Landmark Detection for Medical Images using a General-purpose Segmentation Model
Ekaterina Stansfield, Jennifer A. Mitterer, Abdulrahman Altahhan
TL;DR
This work tackles automatic anatomical landmark detection in orthopaedic pelvic radiographs by marrying YOLO-based landmark localization with SAM-based pixel-level segmentation. The two-model pipeline enables scalable, resource-efficient landmarking, evaluated first on eight landmarks and then on a expanded set of 72 landmarks plus 18 outlines/patches. Results show YOLO detection robustly localizes landmarks while SAM provides precise segmentation when guided by YOLO-provided bounding boxes, achieving median landmark errors around 1.7–2.3 mm and strong IoU for patches. The approach demonstrates practical feasibility with moderate compute, and the authors propose iterative, human-in-the-loop refinement to further improve coverage and accuracy as more labeled data become available.
Abstract
Radiographic images are a cornerstone of medical diagnostics in orthopaedics, with anatomical landmark detection serving as a crucial intermediate step for information extraction. General-purpose foundational segmentation models, such as SAM (Segment Anything Model), do not support landmark segmentation out of the box and require prompts to function. However, in medical imaging, the prompts for landmarks are highly specific. Since SAM has not been trained to recognize such landmarks, it cannot generate accurate landmark segmentations for diagnostic purposes. Even MedSAM, a medically adapted variant of SAM, has been trained to identify larger anatomical structures, such as organs and their parts, and lacks the fine-grained precision required for orthopaedic pelvic landmarks. To address this limitation, we propose leveraging another general-purpose, non-foundational model: YOLO. YOLO excels in object detection and can provide bounding boxes that serve as input prompts for SAM. While YOLO is efficient at detection, it is significantly outperformed by SAM in segmenting complex structures.

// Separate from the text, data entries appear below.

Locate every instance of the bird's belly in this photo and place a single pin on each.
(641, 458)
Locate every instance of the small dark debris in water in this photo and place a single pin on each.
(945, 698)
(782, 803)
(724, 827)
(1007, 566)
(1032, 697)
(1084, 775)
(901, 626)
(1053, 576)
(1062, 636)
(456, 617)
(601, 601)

In combination, these two models form a reliable pipeline capable of segmenting not only a small pilot set of eight anatomical landmarks but also an expanded set of 72 landmarks and 16 regions with complex outlines, such as the femoral cortical bone and the pelvic inlet. By using YOLO-generated bounding boxes to guide SAM, we trained the hybrid model to accurately segment orthopaedic pelvic radiographs. Our results show that the proposed combination of YOLO and SAM yields excellent performance in detecting anatomical landmarks and intricate outlines in orthopaedic pelvic radiographs.